The Long Museum has been classically work-in-progress yet quite open for a couple of years now. The experience has always been deflating, painfully juxtaposing the effort that artists put into their pieces alongside the couldn't-give-a-crap approach to construction finishing. The true result, regardless of content is unpolished art with piles of trash and saggy barriers in every line of sight.
This premature phase seems to have come to an end recently. Whilst the Long Museum still has terrible security, lackluster service and an eyesore grand-entrance metal detector, all the spaces and annexes look whole and complete.
Which is just in time, because the current exhibition is the best yet. It is also probably China's art highlight of the year. In 'Nothingness is not nothing at all", Olafur Eliasson has slotted his works around the Long Museum's characteristic modern spaces. It is a showcase of his work over the last 25 years, essentially an exploration of the isolation and movement of element materials.

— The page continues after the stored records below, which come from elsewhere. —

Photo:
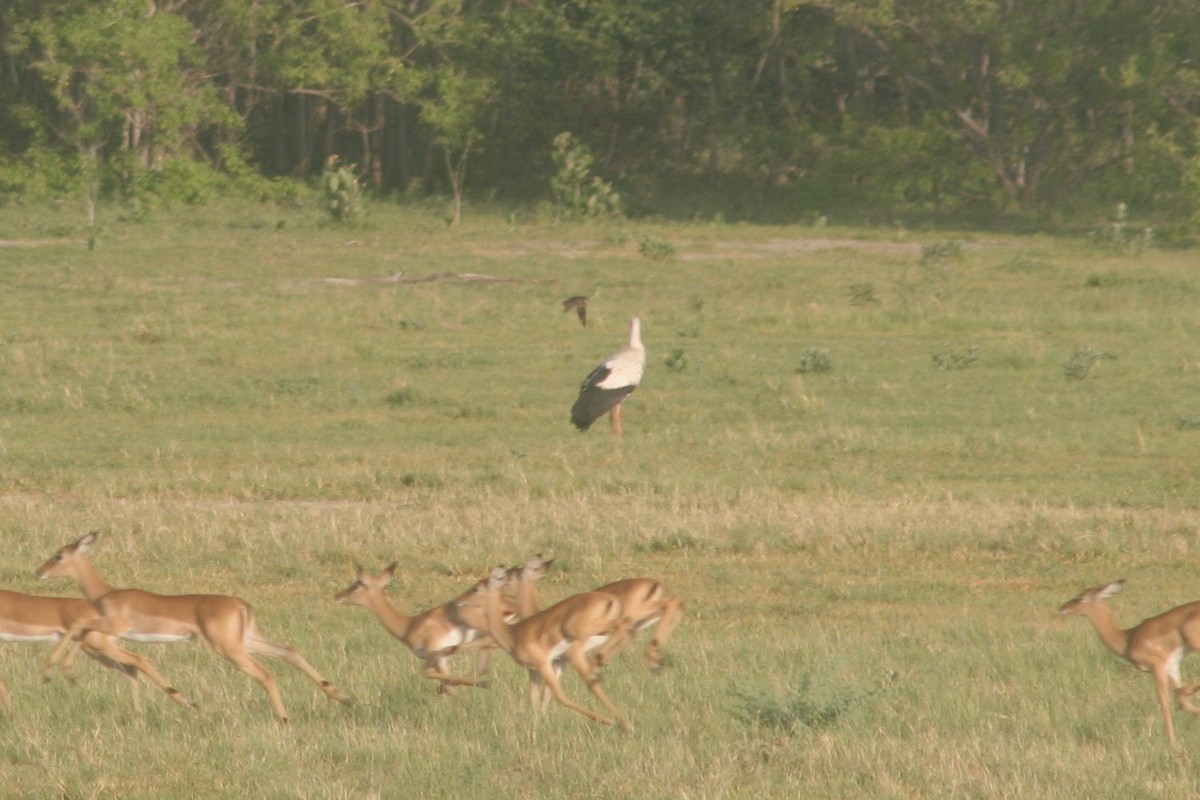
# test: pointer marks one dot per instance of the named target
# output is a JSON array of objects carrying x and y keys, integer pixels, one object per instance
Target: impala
[
  {"x": 30, "y": 618},
  {"x": 646, "y": 601},
  {"x": 563, "y": 632},
  {"x": 431, "y": 636},
  {"x": 227, "y": 624},
  {"x": 1156, "y": 645}
]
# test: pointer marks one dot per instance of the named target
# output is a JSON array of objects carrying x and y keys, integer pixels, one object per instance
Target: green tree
[{"x": 123, "y": 94}]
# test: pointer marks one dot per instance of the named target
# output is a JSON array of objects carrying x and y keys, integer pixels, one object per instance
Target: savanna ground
[{"x": 873, "y": 462}]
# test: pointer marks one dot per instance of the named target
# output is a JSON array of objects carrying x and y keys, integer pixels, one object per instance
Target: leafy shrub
[
  {"x": 655, "y": 247},
  {"x": 817, "y": 359},
  {"x": 1081, "y": 362},
  {"x": 803, "y": 708},
  {"x": 863, "y": 294},
  {"x": 577, "y": 193},
  {"x": 951, "y": 359},
  {"x": 676, "y": 361},
  {"x": 341, "y": 192},
  {"x": 1117, "y": 238},
  {"x": 941, "y": 251}
]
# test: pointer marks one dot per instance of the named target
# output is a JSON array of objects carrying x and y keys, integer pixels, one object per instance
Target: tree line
[{"x": 1008, "y": 106}]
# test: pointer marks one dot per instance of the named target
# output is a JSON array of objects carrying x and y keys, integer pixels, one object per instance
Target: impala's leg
[
  {"x": 537, "y": 690},
  {"x": 672, "y": 612},
  {"x": 255, "y": 643},
  {"x": 579, "y": 657},
  {"x": 129, "y": 673},
  {"x": 245, "y": 662},
  {"x": 67, "y": 641},
  {"x": 484, "y": 656},
  {"x": 621, "y": 633},
  {"x": 1163, "y": 686},
  {"x": 69, "y": 660},
  {"x": 547, "y": 674},
  {"x": 436, "y": 668},
  {"x": 106, "y": 650}
]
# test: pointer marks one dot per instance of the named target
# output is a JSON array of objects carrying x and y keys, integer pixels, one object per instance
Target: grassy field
[{"x": 873, "y": 463}]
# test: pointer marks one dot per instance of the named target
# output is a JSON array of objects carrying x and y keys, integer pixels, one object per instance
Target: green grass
[{"x": 249, "y": 401}]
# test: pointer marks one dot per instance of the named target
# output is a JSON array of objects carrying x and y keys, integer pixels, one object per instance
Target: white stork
[{"x": 609, "y": 384}]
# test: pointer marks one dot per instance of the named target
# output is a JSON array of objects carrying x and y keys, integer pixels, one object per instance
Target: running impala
[{"x": 226, "y": 624}]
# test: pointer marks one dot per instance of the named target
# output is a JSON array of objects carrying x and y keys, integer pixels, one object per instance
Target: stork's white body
[{"x": 609, "y": 384}]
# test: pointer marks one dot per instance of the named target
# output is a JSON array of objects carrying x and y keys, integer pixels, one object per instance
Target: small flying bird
[
  {"x": 609, "y": 384},
  {"x": 580, "y": 304}
]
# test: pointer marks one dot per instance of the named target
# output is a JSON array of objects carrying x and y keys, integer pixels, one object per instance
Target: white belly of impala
[
  {"x": 42, "y": 637},
  {"x": 594, "y": 642},
  {"x": 155, "y": 638},
  {"x": 558, "y": 650},
  {"x": 451, "y": 639}
]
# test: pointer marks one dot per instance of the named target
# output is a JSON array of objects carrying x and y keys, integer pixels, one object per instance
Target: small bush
[
  {"x": 863, "y": 294},
  {"x": 817, "y": 359},
  {"x": 941, "y": 251},
  {"x": 677, "y": 361},
  {"x": 803, "y": 708},
  {"x": 1117, "y": 238},
  {"x": 951, "y": 359},
  {"x": 1081, "y": 362},
  {"x": 655, "y": 248},
  {"x": 341, "y": 192},
  {"x": 577, "y": 193}
]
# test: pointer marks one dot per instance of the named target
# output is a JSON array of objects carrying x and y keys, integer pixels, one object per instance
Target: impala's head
[
  {"x": 61, "y": 563},
  {"x": 1089, "y": 599},
  {"x": 535, "y": 567},
  {"x": 364, "y": 585}
]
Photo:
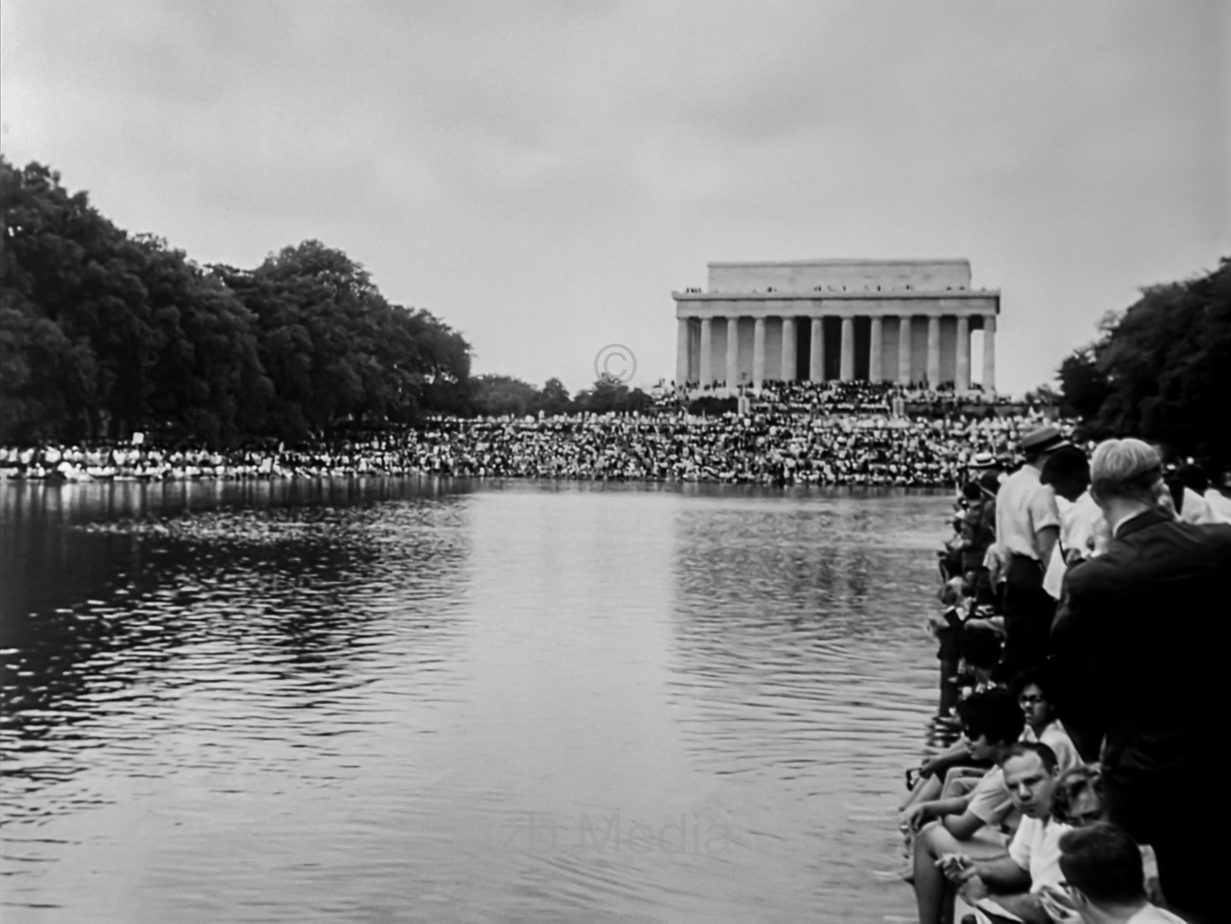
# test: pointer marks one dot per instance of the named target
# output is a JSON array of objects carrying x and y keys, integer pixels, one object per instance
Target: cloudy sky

It is mesmerisingly exaggerated. Some spaces we didn't want to leave, like the bubble-filled plain of 'Happiness', others we (I) couldn't bare to stay, like the strobing rain-filled sensory overload within the Polyphonic House.
Eliasson's showpiece and newest work The Open Pyramid, built for the Long Museum, uses intensive mirror planes to evoke a sense of omnipresence and insignificance. It feels similar to his 2003 exhibition "Weather Project" at the Tate Modern in London, with meandering spectators stopping to first comprehend and then soak in the experience.
The rest of the two-dozen works are similarly punctuated with pause-worthy mechanisms. Whether it be a huge kaleidoscope, a wall of reflective orbs or a landscape of roughly hewn obsidian, the effect is both technical and rewarding and right down my alley. Not a descriptive plaque in sight.